マイク・カネミツ/金光松美──ふたつの居場所

2015年06月15日号

会期:2015/04/24~2015/05/16

大阪府立江之子島文化芸術創造センター[大阪府]

3年前、大阪府立現代美術センターに代わってオープンした江之子島文化芸術創造センターへ。大阪府のコレクションによる約40点の中規模な回顧展をやっていた。金光の名はぜんぜん知らなかったけど、抽象表現主義の画家として活躍した人らしい。1922年に広島に生まれ、16歳で渡米し、50年代にニューヨークで抽象表現主義の絵画を制作。65年にロサンゼルスに移り、92年に死去。つまり戦後アメリカのアートシーンのど真ん中にいたわけだが、その割に知られてないのは作品のせいもあるけど、遅れてきた日本人だからかもしれない。具象から抽象に転じたのは50年代なかば、すでに抽象表現主義もピークをすぎるころ。

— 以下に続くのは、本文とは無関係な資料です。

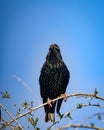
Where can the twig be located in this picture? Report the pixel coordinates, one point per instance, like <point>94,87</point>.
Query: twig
<point>5,122</point>
<point>1,105</point>
<point>75,108</point>
<point>80,126</point>
<point>69,95</point>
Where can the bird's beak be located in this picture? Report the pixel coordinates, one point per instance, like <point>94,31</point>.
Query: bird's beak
<point>52,46</point>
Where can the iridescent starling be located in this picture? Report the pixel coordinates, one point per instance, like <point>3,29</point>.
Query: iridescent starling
<point>53,81</point>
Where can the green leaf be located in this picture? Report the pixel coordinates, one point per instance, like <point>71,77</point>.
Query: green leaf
<point>6,95</point>
<point>68,115</point>
<point>3,126</point>
<point>32,121</point>
<point>17,128</point>
<point>92,124</point>
<point>79,106</point>
<point>95,92</point>
<point>25,104</point>
<point>60,115</point>
<point>99,117</point>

しかも日本人が追随しても追いつけないというか、追い越さなければ評価されなかったでしょうね。だいたいニューヨーク時代はフランツ・クラインかクリフォード・スティルを思い出させ、西海岸以降はサム・フランシスかポール・ジェンキンスを彷彿させるし。でも60年代の《5-5》《5月の夢》《私、OK?》あたりはまだ画面構成のおもしろさがあるのだが、70-80年代になると叙情に走り、晩年には絵具の滴りで星を暗示する類いの陳腐な宇宙的表現に陥ってしまう。それでも人脈が広いうえ(国吉康雄、ポロック、ラウシェンバーグ、ハロルド・ローゼンバーグ、吉原治良、森田子龍、藤枝晃雄……)、日本的な墨の芸術を連想させることもあってか、50年代からほぼ毎年のように個展を開催。98年には大阪と広島の美術館で回顧展を開いてる。この手の画家、発掘すればまだいるのかも。